In a production system I'd have a private switch and isolate things for 
bandwidth and security; this is why auto configuration is generally 
neglected. If it were to be added, it would go via Zookeeper, leaving 
only the zookeeper discovery problem. You can't rely on DNS or multicast 
IP here as it doesn't always work in virtualised environments.

>
> Namenodes are a bit different, they should use safer machines, I'm
> basically talking about datanodes here, but still I wonder how hard can
> it be to have self-assigned namenodes, maybe replicated automatically on
> several machines, unless one specific namenode is explicitly set via xml
> configuration.

I wouldn't touch dynamic namenodes, you really need fixed NNs and 2nns 
and as automatic replication isn't there it's a non-issue.

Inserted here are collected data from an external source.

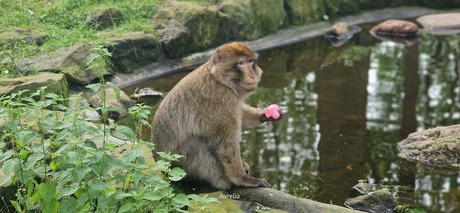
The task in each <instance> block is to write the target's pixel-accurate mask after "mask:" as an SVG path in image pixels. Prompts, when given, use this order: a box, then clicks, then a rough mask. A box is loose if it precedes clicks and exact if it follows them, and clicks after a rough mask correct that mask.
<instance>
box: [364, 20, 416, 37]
mask: <svg viewBox="0 0 460 213" xmlns="http://www.w3.org/2000/svg"><path fill="white" fill-rule="evenodd" d="M417 31H418V27H417V25H416V24H415V23H413V22H410V21H404V20H396V19H390V20H387V21H384V22H382V23H380V24H378V25H376V26H374V27H373V28H372V29H371V30H370V31H369V32H370V33H372V34H376V35H383V36H399V37H414V36H416V35H417Z"/></svg>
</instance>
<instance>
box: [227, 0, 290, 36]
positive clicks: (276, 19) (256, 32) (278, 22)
mask: <svg viewBox="0 0 460 213" xmlns="http://www.w3.org/2000/svg"><path fill="white" fill-rule="evenodd" d="M219 11H221V12H222V13H223V14H225V15H226V16H227V17H228V18H229V25H228V27H229V30H230V31H229V33H230V39H232V40H255V39H257V38H260V37H263V36H266V35H269V34H272V33H275V32H277V31H278V30H279V29H280V28H281V27H282V26H283V25H284V24H285V19H286V12H285V11H284V2H283V1H282V0H251V1H247V0H224V1H223V2H222V3H221V4H220V5H219Z"/></svg>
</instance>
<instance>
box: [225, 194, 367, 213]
mask: <svg viewBox="0 0 460 213" xmlns="http://www.w3.org/2000/svg"><path fill="white" fill-rule="evenodd" d="M230 193H234V194H237V195H239V196H241V198H243V199H247V200H250V201H253V202H257V203H260V204H262V205H264V206H267V207H270V208H273V209H279V210H284V211H287V212H293V213H297V212H299V213H301V212H302V213H303V212H340V213H347V212H349V213H357V212H361V211H356V210H353V209H348V208H345V207H342V206H336V205H332V204H327V203H320V202H317V201H314V200H309V199H305V198H299V197H296V196H293V195H290V194H287V193H285V192H282V191H278V190H276V189H271V188H239V189H233V190H231V191H230Z"/></svg>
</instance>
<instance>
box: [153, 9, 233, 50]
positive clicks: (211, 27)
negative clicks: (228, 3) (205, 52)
mask: <svg viewBox="0 0 460 213" xmlns="http://www.w3.org/2000/svg"><path fill="white" fill-rule="evenodd" d="M153 24H154V28H155V30H156V32H157V33H158V35H159V37H160V40H161V43H162V45H163V50H164V54H165V55H166V57H168V58H172V59H177V58H180V57H184V56H186V55H188V54H190V53H195V52H199V51H203V50H206V49H209V48H212V47H215V46H218V45H220V44H223V43H225V42H227V41H228V35H229V31H228V20H227V18H226V17H225V16H224V15H223V14H222V13H220V12H219V11H218V10H217V7H216V6H206V7H205V6H199V5H197V4H194V3H191V2H176V1H172V2H169V3H167V4H165V5H164V6H163V8H161V9H160V10H159V11H158V12H157V13H156V14H155V16H154V17H153Z"/></svg>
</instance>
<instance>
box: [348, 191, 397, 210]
mask: <svg viewBox="0 0 460 213" xmlns="http://www.w3.org/2000/svg"><path fill="white" fill-rule="evenodd" d="M344 205H345V206H346V207H348V208H351V209H355V210H360V211H365V212H372V213H391V212H393V210H394V209H395V208H396V206H397V203H396V201H395V199H394V197H393V195H392V194H391V193H390V192H388V191H384V190H377V191H375V192H372V193H370V194H366V195H361V196H358V197H354V198H350V199H348V200H346V201H345V203H344Z"/></svg>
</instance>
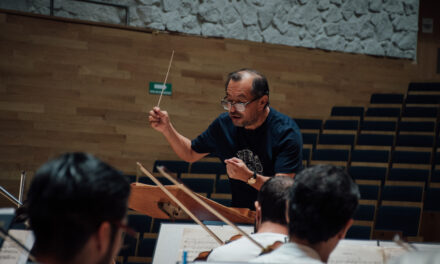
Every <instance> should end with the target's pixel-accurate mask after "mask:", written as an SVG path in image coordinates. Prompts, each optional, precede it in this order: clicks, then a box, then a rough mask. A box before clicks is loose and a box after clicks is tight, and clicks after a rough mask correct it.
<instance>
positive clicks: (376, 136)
mask: <svg viewBox="0 0 440 264" xmlns="http://www.w3.org/2000/svg"><path fill="white" fill-rule="evenodd" d="M393 145H394V135H390V134H365V133H363V132H361V133H360V134H359V136H358V140H357V144H356V148H360V147H361V146H365V147H368V148H367V149H376V150H377V149H383V150H391V147H392V146H393ZM371 147H373V148H371Z"/></svg>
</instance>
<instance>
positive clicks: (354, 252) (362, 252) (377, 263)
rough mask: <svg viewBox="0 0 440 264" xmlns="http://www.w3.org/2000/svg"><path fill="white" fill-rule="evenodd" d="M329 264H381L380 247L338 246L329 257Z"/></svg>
mask: <svg viewBox="0 0 440 264" xmlns="http://www.w3.org/2000/svg"><path fill="white" fill-rule="evenodd" d="M328 263H329V264H355V263H356V264H383V263H384V256H383V251H382V249H381V248H380V247H378V246H374V245H349V244H340V245H338V246H337V247H336V249H335V250H334V251H333V252H332V254H331V255H330V258H329V261H328Z"/></svg>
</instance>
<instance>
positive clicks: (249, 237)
mask: <svg viewBox="0 0 440 264" xmlns="http://www.w3.org/2000/svg"><path fill="white" fill-rule="evenodd" d="M156 168H157V170H158V171H159V172H160V174H162V175H163V176H164V177H165V178H167V179H168V180H170V181H171V182H172V183H173V184H174V185H176V186H178V187H179V188H180V189H181V190H182V191H184V192H185V193H186V194H188V195H189V196H190V197H191V198H193V199H194V200H195V201H197V202H198V203H199V204H200V205H201V206H203V207H204V208H205V209H206V210H208V211H209V212H210V213H212V214H213V215H215V216H216V217H218V218H219V219H220V220H222V221H223V222H225V223H226V224H228V225H229V226H231V227H232V228H234V229H235V230H236V231H237V232H238V233H240V234H241V235H243V236H244V237H246V238H248V239H249V240H250V241H252V242H253V243H254V244H255V245H256V246H258V247H259V248H260V249H261V250H262V251H263V252H265V251H266V248H265V247H263V246H262V245H261V244H260V243H258V242H257V241H256V240H255V239H253V238H252V237H251V236H249V235H248V234H247V233H246V232H244V231H243V230H241V229H240V228H239V227H238V226H236V225H235V224H234V223H232V222H231V221H229V219H227V218H226V217H224V216H223V215H221V214H220V213H219V212H217V210H215V209H214V208H212V207H211V206H210V205H209V204H207V203H206V202H205V201H203V200H202V199H200V198H199V197H197V195H195V194H194V193H193V191H191V190H190V189H188V188H187V187H186V186H185V185H183V184H182V183H179V182H178V181H176V180H175V179H174V178H173V177H172V176H171V175H169V174H168V173H166V172H165V170H164V167H163V166H157V167H156Z"/></svg>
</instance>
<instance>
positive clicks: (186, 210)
mask: <svg viewBox="0 0 440 264" xmlns="http://www.w3.org/2000/svg"><path fill="white" fill-rule="evenodd" d="M137 165H138V166H139V168H140V170H141V171H142V172H143V173H144V174H145V175H147V176H148V177H149V178H150V179H151V180H152V181H153V182H154V183H155V184H156V185H157V186H159V188H160V189H161V190H162V191H163V192H164V193H165V194H166V195H168V197H170V199H171V200H173V202H175V203H176V204H177V205H178V206H180V208H182V210H183V211H185V213H186V214H188V216H189V217H191V219H192V220H194V221H195V222H196V223H197V224H199V225H200V226H201V227H202V228H203V229H205V231H206V232H208V234H210V235H211V236H212V237H213V238H214V239H215V241H217V243H219V244H220V245H224V244H225V243H224V242H223V241H222V240H221V239H220V238H219V237H218V236H217V235H216V234H214V232H212V231H211V229H209V228H208V227H207V226H206V225H205V224H204V223H202V222H201V221H200V220H199V219H198V218H197V217H196V216H195V215H194V214H193V213H191V211H190V210H189V209H188V208H187V207H186V206H185V205H183V204H182V203H181V202H180V201H179V199H177V198H176V196H174V195H173V194H172V193H171V192H170V191H168V189H167V188H165V186H163V184H162V183H161V182H160V181H159V180H157V179H156V177H154V176H153V175H152V174H151V173H150V172H149V171H147V170H146V169H145V168H144V166H142V164H141V163H139V162H137ZM170 177H171V176H170ZM171 178H172V177H171ZM173 180H174V179H173Z"/></svg>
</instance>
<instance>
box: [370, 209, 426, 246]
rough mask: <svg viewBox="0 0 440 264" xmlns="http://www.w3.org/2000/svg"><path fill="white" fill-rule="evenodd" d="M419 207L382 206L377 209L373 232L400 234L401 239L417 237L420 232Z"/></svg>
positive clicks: (420, 213)
mask: <svg viewBox="0 0 440 264" xmlns="http://www.w3.org/2000/svg"><path fill="white" fill-rule="evenodd" d="M421 213H422V207H421V206H408V205H405V203H400V204H399V205H396V203H394V205H386V204H382V205H380V206H379V207H378V210H377V216H376V223H375V227H374V229H375V231H380V230H386V231H396V232H402V234H403V237H404V238H406V237H408V236H410V237H418V236H419V230H420V218H421Z"/></svg>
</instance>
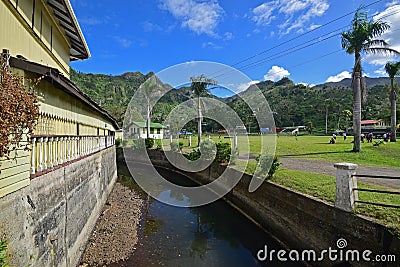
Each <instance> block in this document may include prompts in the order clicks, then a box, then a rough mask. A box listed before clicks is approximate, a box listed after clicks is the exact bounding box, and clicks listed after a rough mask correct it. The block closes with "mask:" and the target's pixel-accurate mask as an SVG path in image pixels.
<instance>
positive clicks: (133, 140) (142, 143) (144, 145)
mask: <svg viewBox="0 0 400 267" xmlns="http://www.w3.org/2000/svg"><path fill="white" fill-rule="evenodd" d="M145 148H146V147H145V144H144V139H142V138H139V139H134V140H133V142H132V149H133V150H134V151H135V150H142V151H143V150H144V149H145Z"/></svg>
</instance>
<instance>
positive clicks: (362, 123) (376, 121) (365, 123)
mask: <svg viewBox="0 0 400 267" xmlns="http://www.w3.org/2000/svg"><path fill="white" fill-rule="evenodd" d="M380 121H381V120H362V121H361V124H375V123H378V122H380Z"/></svg>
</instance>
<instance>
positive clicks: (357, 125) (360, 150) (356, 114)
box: [353, 72, 361, 152]
mask: <svg viewBox="0 0 400 267" xmlns="http://www.w3.org/2000/svg"><path fill="white" fill-rule="evenodd" d="M353 131H354V145H353V151H354V152H361V79H360V73H359V72H354V76H353Z"/></svg>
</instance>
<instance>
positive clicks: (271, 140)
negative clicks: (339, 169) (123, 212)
mask: <svg viewBox="0 0 400 267" xmlns="http://www.w3.org/2000/svg"><path fill="white" fill-rule="evenodd" d="M203 138H204V139H206V138H207V136H206V135H204V136H203ZM211 138H212V139H213V140H214V141H215V142H227V143H231V144H232V145H233V138H224V135H222V136H221V138H218V135H211ZM247 138H248V144H249V150H248V151H246V143H247ZM330 138H331V137H330V136H309V135H305V136H299V137H298V139H297V140H296V138H295V137H294V136H290V135H289V136H287V135H281V136H280V137H279V138H276V139H275V136H271V135H269V136H262V137H260V136H238V146H239V152H240V153H250V154H252V155H258V154H261V153H262V151H272V150H273V149H274V141H275V140H276V152H275V153H276V155H277V156H278V157H291V158H306V159H313V160H322V161H327V162H344V161H345V162H351V163H355V164H360V165H365V166H380V167H397V168H400V141H399V142H396V143H391V142H388V143H385V144H381V145H380V146H373V143H367V142H365V143H362V144H361V147H362V152H361V153H354V152H352V151H351V150H352V148H353V144H352V143H351V141H352V140H353V137H352V136H349V137H348V138H347V140H346V141H344V140H343V137H340V136H339V137H338V138H337V142H336V144H329V139H330ZM174 140H176V141H178V139H174ZM179 142H182V143H183V145H184V150H185V151H191V148H195V147H197V136H195V135H193V136H192V145H191V147H189V146H188V139H187V138H181V139H179ZM262 142H264V144H266V146H264V147H263V148H261V144H262ZM163 145H164V147H165V148H166V150H168V147H169V139H164V140H163ZM128 146H129V142H128Z"/></svg>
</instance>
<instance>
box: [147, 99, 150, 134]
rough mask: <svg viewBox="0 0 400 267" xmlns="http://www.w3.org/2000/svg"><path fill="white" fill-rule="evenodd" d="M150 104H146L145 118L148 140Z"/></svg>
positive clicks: (148, 133)
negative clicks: (145, 119) (146, 109)
mask: <svg viewBox="0 0 400 267" xmlns="http://www.w3.org/2000/svg"><path fill="white" fill-rule="evenodd" d="M150 123H151V120H150V103H149V101H148V102H147V118H146V128H147V134H146V136H147V138H150Z"/></svg>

With fixed NN and JT entries in the DNS table, anything can come up in 
the LAN and talk to them unless you set up the master nodes with lists 
of things you trust.

> Also, the ssh passwordless thing is so awkward. If you have a network of
> hadoop that mutually discover each other there is really no need for
> this passwordless ssh requirement. This is more of a system
> administrator aspect, if sysadmins want to automatically deploy or start
> a program on 5000 machines they often have the tools&skills to do that,
> it should not be a requirement.

It's not a requirement, there are other ways to deploy. Large clusters 
tend to use cluster management tooling that keeps the OS images 
consistent, or you can use more devops-centric tooling (inc Apache 
Whirr) to roll things out.